Si de nombreuses banques ont par ailleurs abandonné les fameux packages pour revenir, sous la pression des associations de consommateurs, à une tarification « à la carte » de leurs services, il convient de remarquer que cette timide avancée se paie d’une hausse d’autres tarifs. Près de la moitié des établissements ont ainsi réintégré les frais de tenue de compte, qui avaient quasiment disparu, en facturant donc de nouveau à leurs clients le simple fait d’être client.
Ces quelques exemples illustrent la persistance de nombreuses et graves anomalies dans les relations des banques et des assurances avec leurs clients. C’est un sujet auquel nos concitoyens sont particulièrement sensibles et qui mériterait d’être traité dans sa globalité au travers d’un texte législatif plus vaste. Un tel texte permettrait également de revenir sur la question de l’inclusion bancaire, qui nous tient particulièrement à cœur comme vous le savez, car si près de 99 % de la population française a aujourd’hui accès à un compte bancaire, l’exclusion bancaire demeure une réalité. Force est en effet de constater que l’offre de produits bancaires adaptés à certains profils de clients – salariés intérimaires ou en CDD – tout comme les démarches d’information, de conseil, d’orientation vers des organismes sociaux et de prévention des impayés sont à ce jour extrêmement limitées.

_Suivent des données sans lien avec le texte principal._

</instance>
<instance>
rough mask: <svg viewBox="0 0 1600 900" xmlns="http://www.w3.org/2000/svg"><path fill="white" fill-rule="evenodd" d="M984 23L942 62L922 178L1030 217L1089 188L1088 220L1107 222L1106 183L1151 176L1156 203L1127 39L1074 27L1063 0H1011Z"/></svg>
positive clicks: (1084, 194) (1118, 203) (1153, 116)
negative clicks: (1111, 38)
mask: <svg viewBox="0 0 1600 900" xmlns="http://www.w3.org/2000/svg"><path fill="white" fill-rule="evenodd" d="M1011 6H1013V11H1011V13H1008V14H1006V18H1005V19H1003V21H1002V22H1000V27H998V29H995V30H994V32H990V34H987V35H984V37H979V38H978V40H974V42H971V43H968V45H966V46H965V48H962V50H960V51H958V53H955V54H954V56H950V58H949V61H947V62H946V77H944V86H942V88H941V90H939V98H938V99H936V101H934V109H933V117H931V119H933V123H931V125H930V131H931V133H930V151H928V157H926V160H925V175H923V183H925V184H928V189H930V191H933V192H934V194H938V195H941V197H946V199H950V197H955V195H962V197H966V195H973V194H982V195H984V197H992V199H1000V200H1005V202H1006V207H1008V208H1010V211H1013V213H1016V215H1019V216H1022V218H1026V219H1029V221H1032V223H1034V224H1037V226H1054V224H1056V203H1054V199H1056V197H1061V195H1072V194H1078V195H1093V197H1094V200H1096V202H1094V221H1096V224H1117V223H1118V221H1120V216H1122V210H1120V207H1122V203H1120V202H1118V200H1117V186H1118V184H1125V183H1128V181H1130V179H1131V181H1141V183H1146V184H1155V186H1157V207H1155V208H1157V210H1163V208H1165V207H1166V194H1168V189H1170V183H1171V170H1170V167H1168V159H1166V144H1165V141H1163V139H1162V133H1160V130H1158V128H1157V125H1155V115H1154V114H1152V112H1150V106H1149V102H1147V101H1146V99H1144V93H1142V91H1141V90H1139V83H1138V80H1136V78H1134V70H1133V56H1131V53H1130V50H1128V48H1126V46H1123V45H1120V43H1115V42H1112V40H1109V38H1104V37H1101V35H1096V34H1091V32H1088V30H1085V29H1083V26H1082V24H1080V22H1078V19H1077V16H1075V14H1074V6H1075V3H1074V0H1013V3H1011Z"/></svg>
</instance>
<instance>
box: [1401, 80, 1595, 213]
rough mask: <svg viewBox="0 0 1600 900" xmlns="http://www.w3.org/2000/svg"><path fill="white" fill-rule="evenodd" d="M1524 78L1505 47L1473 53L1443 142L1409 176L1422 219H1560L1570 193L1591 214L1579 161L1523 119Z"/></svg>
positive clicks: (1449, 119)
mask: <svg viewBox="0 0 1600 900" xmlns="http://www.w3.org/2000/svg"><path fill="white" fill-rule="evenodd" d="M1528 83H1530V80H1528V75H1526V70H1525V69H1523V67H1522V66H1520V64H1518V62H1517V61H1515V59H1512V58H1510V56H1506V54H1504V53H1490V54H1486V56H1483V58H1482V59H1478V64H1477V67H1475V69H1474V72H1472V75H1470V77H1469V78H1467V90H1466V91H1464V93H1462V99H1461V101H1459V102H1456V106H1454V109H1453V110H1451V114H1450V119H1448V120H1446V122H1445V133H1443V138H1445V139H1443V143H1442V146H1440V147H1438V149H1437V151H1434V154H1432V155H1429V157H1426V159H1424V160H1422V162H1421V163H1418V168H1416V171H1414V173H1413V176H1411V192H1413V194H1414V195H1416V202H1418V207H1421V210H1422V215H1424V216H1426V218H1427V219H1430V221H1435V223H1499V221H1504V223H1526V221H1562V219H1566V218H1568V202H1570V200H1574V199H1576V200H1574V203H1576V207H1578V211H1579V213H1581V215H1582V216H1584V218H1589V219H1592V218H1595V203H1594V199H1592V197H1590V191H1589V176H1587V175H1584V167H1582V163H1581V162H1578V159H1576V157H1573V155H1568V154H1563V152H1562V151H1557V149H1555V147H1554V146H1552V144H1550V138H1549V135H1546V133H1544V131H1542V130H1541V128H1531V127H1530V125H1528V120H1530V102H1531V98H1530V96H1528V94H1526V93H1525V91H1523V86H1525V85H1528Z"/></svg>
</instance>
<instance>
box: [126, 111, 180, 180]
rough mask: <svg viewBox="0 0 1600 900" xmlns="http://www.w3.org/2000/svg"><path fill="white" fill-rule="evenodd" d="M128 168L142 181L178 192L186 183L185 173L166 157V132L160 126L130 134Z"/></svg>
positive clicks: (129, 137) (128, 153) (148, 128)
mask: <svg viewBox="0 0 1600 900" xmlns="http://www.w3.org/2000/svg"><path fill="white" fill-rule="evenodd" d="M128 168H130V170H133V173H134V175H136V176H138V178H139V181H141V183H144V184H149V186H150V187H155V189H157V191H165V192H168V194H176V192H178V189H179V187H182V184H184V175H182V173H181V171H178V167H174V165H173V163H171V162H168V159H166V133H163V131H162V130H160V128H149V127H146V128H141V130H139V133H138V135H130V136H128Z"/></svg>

Nous ne pouvons ici nous appuyer sur la seule responsabilité sociale des entreprises et sur les initiatives prises par certains établissements pour mieux tenir compte de la situation de leurs clients fragiles. Il y a matière à renforcer notre arsenal législatif, notamment en garantissant une meilleure transparence des pratiques bancaires à l’égard des clientèles les plus fragiles. Les progrès qui restent à réaliser doivent nous inciter à prolonger le travail entamé avec cette proposition de loi, que nous approuvons sans réserve, monsieur le rapporteur et monsieur le ministre.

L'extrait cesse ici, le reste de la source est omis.